A Two-Stage Approach to Missing Data: Theory and Application to Auxiliary Variables
Victoria Savalei, UBC
Abstract:
Covariance structure analysis is concerned with testing hypotheses about the structure of the population
covariance matrix. Applications include simultaneous equation models, factor models, and full structural
equation models. In the presence of missing data, a popular ad-hoc approach to conducting such an analysis
is to first obtain the saturated maximum likelihood (ML) estimate of the covariance matrix (sometimes called
the ``EM covariance matrix''), and then to proceed to estimate the structured parameters treating this matrix
as if it were obtained from complete data.
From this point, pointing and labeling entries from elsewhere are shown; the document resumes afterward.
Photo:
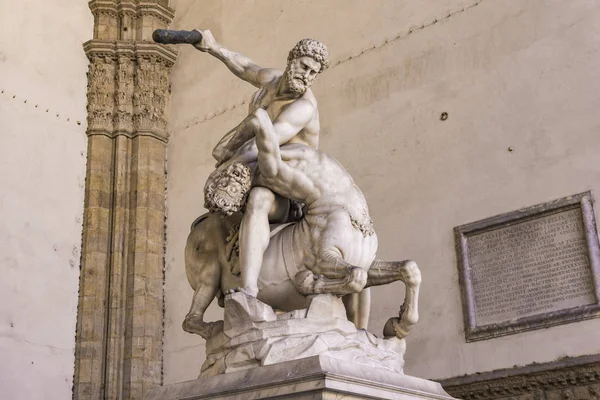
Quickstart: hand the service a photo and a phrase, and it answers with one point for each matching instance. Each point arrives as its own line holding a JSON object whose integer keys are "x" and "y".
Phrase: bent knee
{"x": 413, "y": 273}
{"x": 358, "y": 280}
{"x": 260, "y": 199}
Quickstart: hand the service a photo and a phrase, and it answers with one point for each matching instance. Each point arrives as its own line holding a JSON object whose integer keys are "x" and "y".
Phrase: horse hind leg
{"x": 384, "y": 272}
{"x": 204, "y": 269}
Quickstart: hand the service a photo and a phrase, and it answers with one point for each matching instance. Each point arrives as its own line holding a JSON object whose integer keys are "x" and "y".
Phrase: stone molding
{"x": 118, "y": 352}
{"x": 568, "y": 379}
{"x": 128, "y": 88}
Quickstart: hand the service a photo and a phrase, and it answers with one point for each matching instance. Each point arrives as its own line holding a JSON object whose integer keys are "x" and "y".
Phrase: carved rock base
{"x": 311, "y": 378}
{"x": 253, "y": 335}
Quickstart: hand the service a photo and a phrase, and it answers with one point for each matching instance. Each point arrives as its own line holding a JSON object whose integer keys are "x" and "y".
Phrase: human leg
{"x": 254, "y": 237}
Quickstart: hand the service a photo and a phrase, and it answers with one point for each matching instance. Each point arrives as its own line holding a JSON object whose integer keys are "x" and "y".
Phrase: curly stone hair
{"x": 313, "y": 49}
{"x": 215, "y": 202}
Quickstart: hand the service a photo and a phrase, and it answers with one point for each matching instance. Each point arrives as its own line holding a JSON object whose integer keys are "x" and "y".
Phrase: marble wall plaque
{"x": 530, "y": 269}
This two-stage (TS) approach is appealing because the first stage
is easily done, and the second stage reduces the problem to a familiar complete data problem. An additional
advantage of the TS approach is that it allows for easy incorporation of auxiliary variables in stage 1,
which may be important in predicting missingness, yet allows to completely ignore them in stage 2, reducing
dimensions of the problem. The main disadvantage is that the standard errors and test statistics obtained in
stage 2 will not be correct. In this talk, I will describe how to obtain correct standard errors and test
statistics for the parameters obtained in Stage 2 of this approach, with both MCAR and MAR normally distributed
data. I compare this approach to a direct maximum likelihood approach. While the TS approach is marginally less
efficient, it performs extremely well, and its test statistic outperforms the test statistic from the direct ML
approach. The TS method is recommended for use with missing data.